第三百四十八話 海で大はしゃぎします

 みんなで海の中に入って、泳いだり海の家で借りたボールを使って遊んでいます。


「それー!」

「おにーちゃん、そっちに行ったよ」

「よっしゃー、返すぞ!」


 波打ち際でみんなで輪になって、ボールを打ち返します。

 海だから波に足を取られて転んじゃったりもするけど、みんなで遊ぶってとっても楽しいです。

 因みに、僕はちっちゃいから魔法を使ってもオッケーです。


「うーん、眼福だ……」

「ボールを返すたびに、嬢ちゃんの二つの大きなボールも跳ねているぞ」

「一緒にいるのがザンギエフ達なのが気に入らないが……」


 僕達から少し離れた所には造船場で一緒に働いているおじさん達がいたけど、何故か僕達の事を羨ましそうに見つめながらジュースを飲んでいました。

 因みに、海水浴場ではお酒は販売していなくて持ち込みも禁止なんだって。

 前に、酔っ払いが暴れちゃった事があったそうです。

 その後は、少し海で泳ぎます。

 もちろん僕は、海の家で借りた浮き輪を使って泳ぎます。


「海って、こんなにもしょっぱいんですね」

「不思議だよな。何でこんなにしょっぱいか、未だに解明されていないぞ」


 何回か海の水を舐めちゃったけど、海の水がしょっぱいから海から塩が取れるんだよね。

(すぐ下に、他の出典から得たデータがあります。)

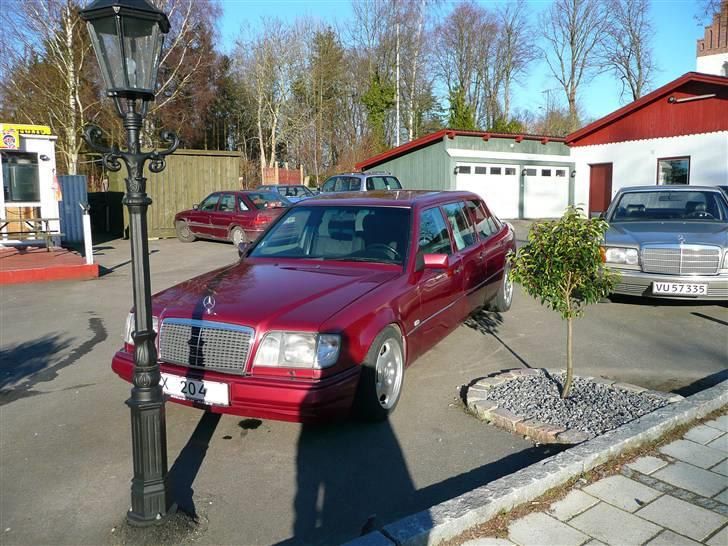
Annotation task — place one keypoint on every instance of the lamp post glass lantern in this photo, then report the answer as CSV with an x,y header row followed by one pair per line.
x,y
127,36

 でも、こうしてゆっくりと泳ぐのもなんか気持ちいいね。

 十分に海で遊んだら、海から出て海の家に向かいます。

 でも、その前にザンギエフさんからとある提案が。


「レオ、このままだと海水でベタベタするから水魔法をぶっかけてくれ」

「じゃあ、雨みたいにして最後に生活魔法をかけますね」

「おう、それでいい。やってくれ」


 シュイン、ふわー。

 ザー!


 ザンギエフさんのリクエストで、僕は水魔法を宙に浮かべて雨みたいに降らせます。

 砂浜だから、水で濡れてもへっちゃらです。


「いやー、魔法って便利だな。バケツに汲んだ水を頭からかぶるところだったぞ」

「レオ君の魔法の使い方が、とっても上手なのもあるわ。こんな水魔法の使い方なんて知らないわ」


 みんなが僕の水魔法で体についた海水を洗い流し、最後に生活魔法で綺麗にしていきます。

 さっぱりしたところで、海の家で昼食を食べます。

 僕たちは、大きなテーブル席に座りました。


「ほら、体を動かしたんだからしっかりと食べな」


 大きなテーブルの上に、ソースの焦げた良い香りのする焼き麺が並べられました。

 海で沢山遊んでお腹ペコペコになったので、僕たちは一気に食べ始めました。

 他のテーブル席に座っている人も、お腹が空いたのか沢山食べています。

 かくいう僕もシロちゃんも、お腹が空いたのでモリモリ食べちゃいました。


「はいよ、かき氷だ。冷たくて美味いぞ」

「かき氷、ですか?」

「おう、氷を削ってシロップとかをかけた物だ。暑い日にピッタリだぞ」


 最後に出てきたのは、細かい氷を削ったかき氷です。

 一口食べてみてっと、わあ、氷がシャキシャキしていて、メロンのシロップがかかっていてとっても美味しいよ。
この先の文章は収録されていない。